The drama is sparked by Furiosa’s choice: taken in childhood from a distant “green place” at a time when water has become scarce, she enjoys a trusted place high in the hierarchy of the cruelly repressive, physically rapacious, and economically predatory regime of the Citadel. (Warning: spoilers ahead.) When she’s entrusted with transporting water in a “war rig,” she also sneaks out five pregnant and chastity-belted young women belonging to the tyrant Immortan Joe (Hugh Keays-Byrne), driving the rig off course and heading for the green land of her birth.

Nux is one of the fighters charged by Immortan Joe with bringing Furiosa and the five women back—but he can’t fight without the aid of Max’s blood, so he drives his own war rig with Max—a needle in his neck, a tube connected to Nux’s body—lashed to the front of it. Yet when Nux’s rig crashes, Max wanders the desert, finds Furiosa and her rig, attempts to commandeer it, but quickly learns that his only chance for survival is to make common cause with her as she flees fast convoys of more imposing weaponry dispatched from the Citadel—and he doesn’t at all mind sticking it to his former captors.

Furiosa states her motive explicitly: she seeks “redemption.” She has been a beneficiary of a regime that is cruel to all—and especially to women—and she gives up her position and risks her life both because she herself wants out and because she wants to give another chance (“hope,” she says) to at least this small group of her indirect victims. She repents of her unjust privilege, bought through the suffering of others. And when she finds the “green place” as brown, dry, and despoiled as the surrounding desert, she—with Max’s help—realizes that there’s no place to go but the Citadel, and nothing to do but overthrow its regime.

Miller and his co-writers, Brendan McCarthy and Nico Lathouris, lend the story a quasi-Biblical starkness as well as a visionary mythology involving a band of older biker women, the Vuvalini, who are refugees from the “green place” as well as the last bearers of witness to those bygone green times.

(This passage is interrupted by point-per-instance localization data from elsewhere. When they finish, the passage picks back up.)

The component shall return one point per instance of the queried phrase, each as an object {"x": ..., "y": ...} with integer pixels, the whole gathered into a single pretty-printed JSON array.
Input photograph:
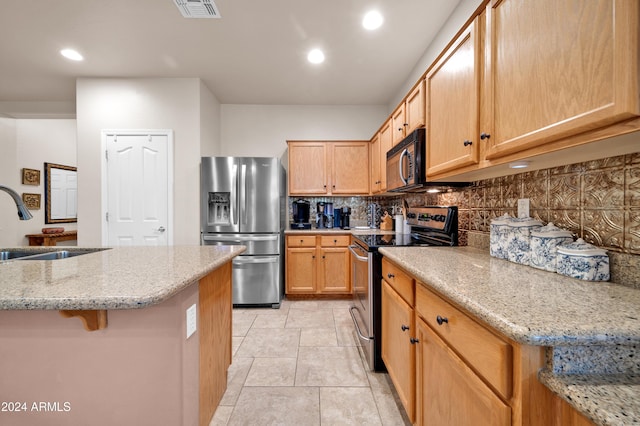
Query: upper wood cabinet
[
  {"x": 410, "y": 113},
  {"x": 452, "y": 105},
  {"x": 380, "y": 144},
  {"x": 530, "y": 77},
  {"x": 328, "y": 168},
  {"x": 558, "y": 68}
]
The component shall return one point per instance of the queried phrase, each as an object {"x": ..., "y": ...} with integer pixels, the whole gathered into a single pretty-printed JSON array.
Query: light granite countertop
[
  {"x": 116, "y": 278},
  {"x": 591, "y": 326}
]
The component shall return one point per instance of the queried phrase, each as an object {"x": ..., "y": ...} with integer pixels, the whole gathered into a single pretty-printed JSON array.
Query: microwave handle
[{"x": 405, "y": 153}]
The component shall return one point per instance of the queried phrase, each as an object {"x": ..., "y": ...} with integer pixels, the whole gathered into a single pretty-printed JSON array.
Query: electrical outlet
[
  {"x": 191, "y": 320},
  {"x": 523, "y": 207}
]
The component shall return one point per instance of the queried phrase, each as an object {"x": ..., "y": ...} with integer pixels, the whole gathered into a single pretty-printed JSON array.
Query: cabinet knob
[{"x": 440, "y": 320}]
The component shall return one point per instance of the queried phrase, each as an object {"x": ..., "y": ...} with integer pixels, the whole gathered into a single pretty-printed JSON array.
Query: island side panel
[
  {"x": 141, "y": 369},
  {"x": 215, "y": 310}
]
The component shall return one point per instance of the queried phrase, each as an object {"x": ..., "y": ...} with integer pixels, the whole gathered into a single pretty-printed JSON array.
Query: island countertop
[
  {"x": 526, "y": 304},
  {"x": 115, "y": 278}
]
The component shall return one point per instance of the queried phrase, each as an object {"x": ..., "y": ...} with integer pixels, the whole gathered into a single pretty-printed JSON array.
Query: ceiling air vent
[{"x": 197, "y": 8}]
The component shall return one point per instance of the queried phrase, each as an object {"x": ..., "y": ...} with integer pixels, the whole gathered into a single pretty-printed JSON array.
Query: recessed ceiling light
[
  {"x": 315, "y": 56},
  {"x": 71, "y": 54},
  {"x": 372, "y": 20},
  {"x": 519, "y": 164}
]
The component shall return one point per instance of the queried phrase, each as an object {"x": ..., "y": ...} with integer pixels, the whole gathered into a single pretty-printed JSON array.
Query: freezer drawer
[
  {"x": 257, "y": 244},
  {"x": 257, "y": 280}
]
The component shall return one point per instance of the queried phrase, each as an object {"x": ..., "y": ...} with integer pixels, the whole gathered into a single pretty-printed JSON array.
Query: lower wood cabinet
[
  {"x": 318, "y": 264},
  {"x": 398, "y": 353}
]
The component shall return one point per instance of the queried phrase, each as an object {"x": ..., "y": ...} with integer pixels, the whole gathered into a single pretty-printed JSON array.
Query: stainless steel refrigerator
[{"x": 243, "y": 202}]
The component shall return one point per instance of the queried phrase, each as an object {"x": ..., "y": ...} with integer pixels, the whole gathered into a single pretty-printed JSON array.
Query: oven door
[{"x": 361, "y": 309}]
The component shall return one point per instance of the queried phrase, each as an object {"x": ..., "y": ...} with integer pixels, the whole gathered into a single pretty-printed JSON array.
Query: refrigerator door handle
[
  {"x": 234, "y": 201},
  {"x": 243, "y": 194}
]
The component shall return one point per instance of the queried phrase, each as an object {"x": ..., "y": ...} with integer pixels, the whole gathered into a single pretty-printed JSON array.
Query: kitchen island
[
  {"x": 143, "y": 363},
  {"x": 591, "y": 330}
]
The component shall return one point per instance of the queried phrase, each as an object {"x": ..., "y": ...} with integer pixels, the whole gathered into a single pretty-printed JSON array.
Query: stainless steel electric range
[{"x": 430, "y": 226}]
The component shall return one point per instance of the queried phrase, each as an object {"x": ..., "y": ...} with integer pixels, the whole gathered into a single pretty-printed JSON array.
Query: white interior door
[{"x": 138, "y": 190}]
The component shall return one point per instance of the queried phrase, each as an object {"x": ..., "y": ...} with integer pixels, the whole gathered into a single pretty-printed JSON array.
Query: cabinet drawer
[
  {"x": 398, "y": 280},
  {"x": 486, "y": 353},
  {"x": 301, "y": 241},
  {"x": 334, "y": 240}
]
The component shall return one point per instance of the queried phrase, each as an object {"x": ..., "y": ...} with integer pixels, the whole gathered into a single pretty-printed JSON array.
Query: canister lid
[
  {"x": 524, "y": 222},
  {"x": 550, "y": 231},
  {"x": 502, "y": 220},
  {"x": 581, "y": 248}
]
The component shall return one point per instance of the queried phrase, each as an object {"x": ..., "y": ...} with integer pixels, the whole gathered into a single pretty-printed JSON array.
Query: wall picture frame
[
  {"x": 32, "y": 201},
  {"x": 30, "y": 176}
]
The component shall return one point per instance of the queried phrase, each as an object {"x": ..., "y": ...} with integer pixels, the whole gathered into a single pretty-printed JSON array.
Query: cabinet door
[
  {"x": 415, "y": 108},
  {"x": 350, "y": 173},
  {"x": 375, "y": 156},
  {"x": 333, "y": 270},
  {"x": 301, "y": 270},
  {"x": 398, "y": 124},
  {"x": 452, "y": 106},
  {"x": 449, "y": 392},
  {"x": 307, "y": 168},
  {"x": 559, "y": 68},
  {"x": 398, "y": 353}
]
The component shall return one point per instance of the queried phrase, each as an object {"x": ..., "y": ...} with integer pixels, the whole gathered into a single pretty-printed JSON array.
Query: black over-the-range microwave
[{"x": 406, "y": 166}]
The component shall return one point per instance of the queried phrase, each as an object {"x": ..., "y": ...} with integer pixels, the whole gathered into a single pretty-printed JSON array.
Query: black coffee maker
[{"x": 301, "y": 210}]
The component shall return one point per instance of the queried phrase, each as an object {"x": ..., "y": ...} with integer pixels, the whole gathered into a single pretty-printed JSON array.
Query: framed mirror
[{"x": 61, "y": 193}]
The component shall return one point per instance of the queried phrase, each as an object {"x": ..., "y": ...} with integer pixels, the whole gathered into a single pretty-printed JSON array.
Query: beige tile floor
[{"x": 299, "y": 365}]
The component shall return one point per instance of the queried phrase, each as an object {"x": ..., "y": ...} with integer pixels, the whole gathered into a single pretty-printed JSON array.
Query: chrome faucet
[{"x": 23, "y": 212}]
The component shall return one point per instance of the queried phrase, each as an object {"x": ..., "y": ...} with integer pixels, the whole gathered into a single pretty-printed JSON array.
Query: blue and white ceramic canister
[
  {"x": 498, "y": 232},
  {"x": 544, "y": 243},
  {"x": 519, "y": 239},
  {"x": 583, "y": 260}
]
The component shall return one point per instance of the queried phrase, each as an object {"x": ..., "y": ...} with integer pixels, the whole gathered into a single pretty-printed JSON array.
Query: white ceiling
[{"x": 254, "y": 54}]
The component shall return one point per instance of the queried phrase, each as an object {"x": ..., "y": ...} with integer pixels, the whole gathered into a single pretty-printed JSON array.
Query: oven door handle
[
  {"x": 353, "y": 317},
  {"x": 357, "y": 256}
]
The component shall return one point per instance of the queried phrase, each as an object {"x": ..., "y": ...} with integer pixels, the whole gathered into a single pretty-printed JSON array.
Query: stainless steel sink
[{"x": 47, "y": 255}]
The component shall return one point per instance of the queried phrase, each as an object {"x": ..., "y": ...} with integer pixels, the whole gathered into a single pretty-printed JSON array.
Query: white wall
[
  {"x": 263, "y": 130},
  {"x": 151, "y": 103},
  {"x": 32, "y": 142},
  {"x": 454, "y": 23}
]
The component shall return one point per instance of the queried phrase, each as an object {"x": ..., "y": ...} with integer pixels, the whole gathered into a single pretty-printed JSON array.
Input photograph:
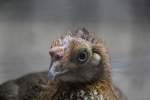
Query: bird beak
[{"x": 55, "y": 70}]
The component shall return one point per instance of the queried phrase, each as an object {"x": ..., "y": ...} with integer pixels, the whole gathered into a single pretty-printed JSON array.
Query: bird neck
[{"x": 72, "y": 91}]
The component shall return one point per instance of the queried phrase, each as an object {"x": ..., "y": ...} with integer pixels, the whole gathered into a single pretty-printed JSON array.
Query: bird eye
[{"x": 82, "y": 56}]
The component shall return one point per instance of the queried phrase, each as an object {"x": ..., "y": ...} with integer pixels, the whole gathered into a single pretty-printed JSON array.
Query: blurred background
[{"x": 27, "y": 28}]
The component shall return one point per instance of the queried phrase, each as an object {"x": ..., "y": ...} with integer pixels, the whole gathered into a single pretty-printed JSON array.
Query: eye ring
[{"x": 82, "y": 56}]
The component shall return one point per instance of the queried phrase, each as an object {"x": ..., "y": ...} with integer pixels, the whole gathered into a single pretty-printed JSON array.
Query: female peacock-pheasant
[{"x": 79, "y": 70}]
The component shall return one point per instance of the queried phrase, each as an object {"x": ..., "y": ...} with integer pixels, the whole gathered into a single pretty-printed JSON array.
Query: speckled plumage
[{"x": 37, "y": 86}]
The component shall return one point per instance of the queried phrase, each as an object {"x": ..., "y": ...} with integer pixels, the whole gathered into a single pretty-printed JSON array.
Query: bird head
[{"x": 78, "y": 57}]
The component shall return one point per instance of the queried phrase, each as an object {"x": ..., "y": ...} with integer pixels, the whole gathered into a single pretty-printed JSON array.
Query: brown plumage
[{"x": 80, "y": 69}]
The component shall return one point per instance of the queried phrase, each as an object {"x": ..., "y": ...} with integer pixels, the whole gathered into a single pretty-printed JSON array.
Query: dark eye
[{"x": 82, "y": 56}]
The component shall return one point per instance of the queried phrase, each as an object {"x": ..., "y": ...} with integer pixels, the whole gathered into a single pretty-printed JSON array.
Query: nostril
[{"x": 58, "y": 56}]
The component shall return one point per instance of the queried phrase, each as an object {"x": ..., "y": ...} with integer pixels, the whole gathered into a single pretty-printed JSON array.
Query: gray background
[{"x": 27, "y": 27}]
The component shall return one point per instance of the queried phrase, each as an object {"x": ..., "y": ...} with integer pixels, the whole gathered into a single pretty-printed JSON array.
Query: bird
[{"x": 80, "y": 69}]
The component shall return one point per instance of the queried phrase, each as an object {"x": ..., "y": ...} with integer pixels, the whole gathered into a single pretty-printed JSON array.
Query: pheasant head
[{"x": 79, "y": 57}]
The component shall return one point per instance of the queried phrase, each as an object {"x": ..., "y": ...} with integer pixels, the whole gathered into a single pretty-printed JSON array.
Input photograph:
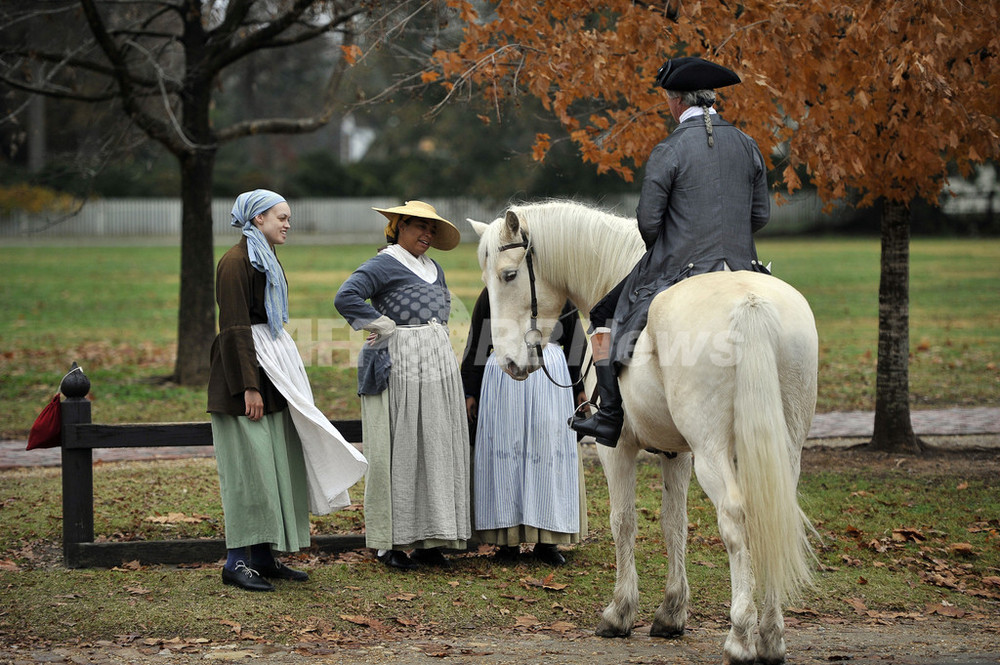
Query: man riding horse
[{"x": 703, "y": 196}]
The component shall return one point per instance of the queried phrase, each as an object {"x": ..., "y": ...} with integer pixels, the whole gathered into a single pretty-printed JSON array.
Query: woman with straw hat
[{"x": 412, "y": 403}]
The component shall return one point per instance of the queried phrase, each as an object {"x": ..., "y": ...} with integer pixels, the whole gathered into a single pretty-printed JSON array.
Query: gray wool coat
[{"x": 698, "y": 210}]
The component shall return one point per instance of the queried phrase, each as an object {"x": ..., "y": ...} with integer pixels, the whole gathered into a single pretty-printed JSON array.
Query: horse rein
[{"x": 533, "y": 336}]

The revolutionary fervor that rises toward the end of the film is rousing and gratifying. But it’s precisely in these satisfactions that Miller’s vision turns from stark to thin. Furiosa’s place in the Citadel’s regime is left unexplored; what she knew and when she knew it—the use of women as breeders and men as blood tanks—is never made clear. Her place in the hierarchy, the place of other women of similar martial talent, the means by which Immortan Joe holds sway over the Citadel’s insiders and dominion over the huddled masses below, the passions that rise up—bloodlessly and cheerfully—when Furiosa and Max make their assault (such as it is) on the Citadel, all of these matters, which would render the world-making thicker and the characters more substantial, are left aside.

Furiosa is never excessively compromised; the residents of the Citadel as well as its oppressed victims are simple, uniform, undivided, without faction or conflict. Miller makes sure to deliver a setup that’s unequivocal, a resolution that’s untroubled. Within its furious action, it delivers surprisingly simplistic gratifications that are no less enervating for the positive feelings that they generate. The political underpinnings of “The Avengers,” “Avengers: Age of Ultron,” even Zack Snyder’s Superman film, “Man of Steel,” are more ambiguous and more complex.